Results: The median value of κ(5min) was 1.28 (range, 0.87-2.07) and correlated positively with MVD (P = .008). The median value of κ(17min) was 1.33 (range, 0.35-3.08) and correlated negatively with tumor necrosis (P = .002). Other histopathologic and immunohistopathologic parameters did not correlate with DCE-MR imaging parameters. Interobserver agreement was 0.53 for κ(5min) and 0.91 for κ(17min).

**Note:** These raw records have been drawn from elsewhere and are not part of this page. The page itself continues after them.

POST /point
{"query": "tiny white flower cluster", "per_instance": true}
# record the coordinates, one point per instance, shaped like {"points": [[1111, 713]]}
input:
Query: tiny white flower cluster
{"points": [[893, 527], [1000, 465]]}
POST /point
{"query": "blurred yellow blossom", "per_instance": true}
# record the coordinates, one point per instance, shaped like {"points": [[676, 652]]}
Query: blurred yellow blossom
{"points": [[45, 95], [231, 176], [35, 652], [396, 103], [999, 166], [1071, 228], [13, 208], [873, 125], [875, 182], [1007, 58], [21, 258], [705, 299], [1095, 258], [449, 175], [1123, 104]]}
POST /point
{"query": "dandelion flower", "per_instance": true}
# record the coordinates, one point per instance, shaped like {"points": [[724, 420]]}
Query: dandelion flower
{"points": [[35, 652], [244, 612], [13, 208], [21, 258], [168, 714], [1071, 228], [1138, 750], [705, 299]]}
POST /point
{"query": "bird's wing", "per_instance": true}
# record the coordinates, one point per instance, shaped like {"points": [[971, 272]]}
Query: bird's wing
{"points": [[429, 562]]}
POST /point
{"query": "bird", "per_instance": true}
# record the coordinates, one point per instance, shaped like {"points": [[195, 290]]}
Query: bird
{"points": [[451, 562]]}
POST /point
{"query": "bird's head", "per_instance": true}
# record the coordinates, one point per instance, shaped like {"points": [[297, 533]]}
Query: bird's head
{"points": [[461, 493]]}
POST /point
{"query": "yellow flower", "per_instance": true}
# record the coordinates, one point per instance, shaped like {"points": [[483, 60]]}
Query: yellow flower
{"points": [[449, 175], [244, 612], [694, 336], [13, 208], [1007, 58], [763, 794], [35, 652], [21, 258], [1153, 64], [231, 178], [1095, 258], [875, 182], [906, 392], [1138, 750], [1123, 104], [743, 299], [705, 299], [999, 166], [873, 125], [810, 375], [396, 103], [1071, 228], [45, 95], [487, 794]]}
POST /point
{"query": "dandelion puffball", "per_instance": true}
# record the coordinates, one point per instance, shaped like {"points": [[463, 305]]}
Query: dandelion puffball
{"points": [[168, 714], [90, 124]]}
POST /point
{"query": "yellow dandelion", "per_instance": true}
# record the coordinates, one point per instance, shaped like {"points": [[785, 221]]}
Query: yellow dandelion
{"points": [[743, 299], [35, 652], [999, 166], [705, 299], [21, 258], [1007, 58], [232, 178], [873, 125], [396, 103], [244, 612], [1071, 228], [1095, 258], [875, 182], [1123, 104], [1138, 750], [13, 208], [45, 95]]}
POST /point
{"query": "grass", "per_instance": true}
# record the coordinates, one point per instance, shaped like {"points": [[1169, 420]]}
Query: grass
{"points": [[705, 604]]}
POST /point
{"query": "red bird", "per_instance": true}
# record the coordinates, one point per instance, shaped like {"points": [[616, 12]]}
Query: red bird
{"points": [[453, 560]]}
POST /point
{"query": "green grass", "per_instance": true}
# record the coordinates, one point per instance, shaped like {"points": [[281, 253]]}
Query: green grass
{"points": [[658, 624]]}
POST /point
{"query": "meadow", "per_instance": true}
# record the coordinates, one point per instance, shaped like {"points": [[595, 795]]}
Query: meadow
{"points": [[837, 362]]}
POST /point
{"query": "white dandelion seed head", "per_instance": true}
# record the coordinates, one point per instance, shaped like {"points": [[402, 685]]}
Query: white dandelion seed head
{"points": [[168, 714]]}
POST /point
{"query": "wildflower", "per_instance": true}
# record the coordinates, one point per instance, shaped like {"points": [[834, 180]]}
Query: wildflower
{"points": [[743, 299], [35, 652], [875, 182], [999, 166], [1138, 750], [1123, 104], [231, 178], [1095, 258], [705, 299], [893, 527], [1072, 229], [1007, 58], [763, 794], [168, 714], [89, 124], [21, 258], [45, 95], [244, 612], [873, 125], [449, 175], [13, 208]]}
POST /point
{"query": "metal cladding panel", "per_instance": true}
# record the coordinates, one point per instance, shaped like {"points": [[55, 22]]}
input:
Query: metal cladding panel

Conclusions: In retinoblastoma, the early phase of the DCE time curve positively correlates with MVD, while the presence of late enhancement is correlated with necrosis. Thus, the potential for DCE-MR imaging to noninvasively assess tumor angiogenesis and necrosis in retinoblastoma is promising and warrants further investigation.

Fig 1.

Retinoblastoma tumor in the right eye (patient 9) with transverse T2-weighted spin-echo (A) and transverse contrast-enhanced T1-weighted spin-echo (B) MR images. Curve-pattern analyses of the signal intensity curve of 1 observer (C) shows slow initial uptake of contrast (κ_5min = 0.76) and slow further rising of the curve (κ_17min = 1.06). Immunohistochemical staining with CD-31 (original magnification ×10) (D) shows brown-stained microvessels on a background of blue tumor cells with a MVD of 11. Hematoxilin-eosin staining (E) illustrates 30% necrotic areas (arrow).

Fig 2.

Retinoblastoma tumor in the right eye (patient 2) with transverse T2-weighted spin-echo (A) and transverse contrast-enhanced T1-weighted spin-echo (B) MR images. Curve-pattern analysis of the signal intensity curve of 1 observer (C) shows fast uptake of contrast agent (κ_5min = 1.67) and early arrival at equilibrium (κ_17min = 2.79). Immunohistochemical staining with CD-31 (original magnification ×10) (D) shows a high MVD of 21, and hematoxilin-eosin staining shows only 10% necrosis (arrow) (E).

Fig 3.

Retinoblastoma tumor in the right eye (patient 5) with transverse T2-weighted spin-echo (A) and transverse contrast-enhanced T1-weighted fat-suppressed spin-echo (B) MR images. Curve-pattern analysis of the signal intensity curve of 1 observer (C) shows a moderate uptake of contrast agent (κ_5min = 1.22) and a continuing increase leading to κ_17min = 0.84. Immunohistochemical staining with CD-31 (original magnification ×10) (D) shows an MVD of 14. Hematoxilin eosin staining (E) shows a large area of necrosis (70%) (arrow I) in vital tumor tissue (arrow II).

Fig 4.

Graphs show the positive correlation (A) between κ_5min and mean MVD (P = .008) and the negative correlation (B) between κ_17min (a measure for late enhancement) and tumor necrosis (P = .002).